É oportuno lembrar a célebre lição de Hart: um determinado jogo só é esse jogo por causa de suas regras e da maneira como elas são observadas na prática. Sem essas regras, aquilo que está sendo jogado vira um outro jogo qualquer. O brilhante cartunista Bill Watterson, criador da célebre tira de quadrinhos “Calvin and Hobbes”, ilustrava seus personagens frequentemente jogando “Calvinball”, um esporte anárquico no qual a única regra era a inexistência de regras previamente estabelecidas. Todas as regras do “Calvinball” eram estabelecidas unilateralmente pelos próprios jogadores, em tempo real, em proveito próprio, no meio de cada lance do jogo. Essa prática torna o “Calvinball”, de longe, o esporte mais absolutamente democrático do mundo – e, por isso mesmo, o suprassumo da arbitrariedade aleatória, na qual o jogo se torna impossível de ser jogado e, em última instância, se converte em uma permanente guerra histérica de construções retóricas oportunistas que visam a prejudicar o adversário de forma descarada.
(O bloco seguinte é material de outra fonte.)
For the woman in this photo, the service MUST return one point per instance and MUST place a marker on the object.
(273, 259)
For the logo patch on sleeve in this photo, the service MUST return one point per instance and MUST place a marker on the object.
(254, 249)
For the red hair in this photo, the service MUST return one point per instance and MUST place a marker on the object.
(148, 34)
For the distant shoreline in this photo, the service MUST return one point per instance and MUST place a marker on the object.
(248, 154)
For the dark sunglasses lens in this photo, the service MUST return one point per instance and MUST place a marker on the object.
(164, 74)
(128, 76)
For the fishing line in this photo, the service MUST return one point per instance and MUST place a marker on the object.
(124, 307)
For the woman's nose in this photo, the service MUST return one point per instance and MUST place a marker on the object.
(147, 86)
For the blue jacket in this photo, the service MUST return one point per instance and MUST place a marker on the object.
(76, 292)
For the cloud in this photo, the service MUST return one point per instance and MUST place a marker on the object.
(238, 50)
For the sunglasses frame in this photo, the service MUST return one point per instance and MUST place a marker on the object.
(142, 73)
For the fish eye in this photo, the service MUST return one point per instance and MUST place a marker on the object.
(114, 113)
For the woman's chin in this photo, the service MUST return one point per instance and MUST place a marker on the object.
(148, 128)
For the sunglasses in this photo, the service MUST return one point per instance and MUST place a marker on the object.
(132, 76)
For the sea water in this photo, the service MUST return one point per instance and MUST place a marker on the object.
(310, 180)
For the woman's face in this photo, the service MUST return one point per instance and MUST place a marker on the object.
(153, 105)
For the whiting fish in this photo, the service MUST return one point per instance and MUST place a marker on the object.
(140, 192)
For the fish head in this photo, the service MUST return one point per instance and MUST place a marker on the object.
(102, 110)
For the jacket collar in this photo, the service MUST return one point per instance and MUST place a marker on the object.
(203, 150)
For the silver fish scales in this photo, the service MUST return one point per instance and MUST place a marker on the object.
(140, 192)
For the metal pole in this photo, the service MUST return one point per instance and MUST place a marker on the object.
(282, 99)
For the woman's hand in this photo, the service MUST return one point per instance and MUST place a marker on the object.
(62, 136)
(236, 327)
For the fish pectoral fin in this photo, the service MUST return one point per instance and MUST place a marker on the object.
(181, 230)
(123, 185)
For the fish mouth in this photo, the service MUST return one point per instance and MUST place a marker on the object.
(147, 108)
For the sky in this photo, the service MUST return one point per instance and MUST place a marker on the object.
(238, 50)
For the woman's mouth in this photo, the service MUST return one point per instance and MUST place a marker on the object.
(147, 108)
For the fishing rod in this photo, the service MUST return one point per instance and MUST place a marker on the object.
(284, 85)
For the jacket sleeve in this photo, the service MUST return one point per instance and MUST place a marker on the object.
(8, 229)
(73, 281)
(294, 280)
O conceito contemporâneo de democracia é indissociável do liberalismo político e filosófico, bem como do humanismo. Se nos preocuparmos apenas com o atendimento imediato e instantâneo das vontades circunstanciais da maioria e com uma mentalidade “pragmática” de “eficácia” para maximização de aspectos materiais, criaremos um casamento entre liberalismo econômico exacerbado e reduziremos o elemento povo à condição de mera multidão manipulável, controlada pelo estímulo aos seus sentimentos mais baixos e rasos.

Alguns parecem enxergar como “novidade” o casamento de um ultraliberalismo econômico, pragmático e “de resultados”, com uma política autoritária divorciada do liberalismo político e filosófico. Alguns parecem enxergar nisso uma “evolução” do neoliberalismo. A meu ver, é um erro crasso. É preciso lembrar que, antes da abertura chinesa, antes de Reagan e antes de Thatcher, a primeiríssima experiência do neoliberalismo do último meio século foi precisamente o Chile de Pinochet: uma experiência que casava fechamento político com abertura econômica. Autoritarismo político de mãos dadas com o liberalismo econômico. O resultado foi bastante eficiente em ambas as searas. Esta é a gênese do neoliberalismo contemporâneo. Não há nada de “novo”, muito menos de desejável, em retornar a esse modelo.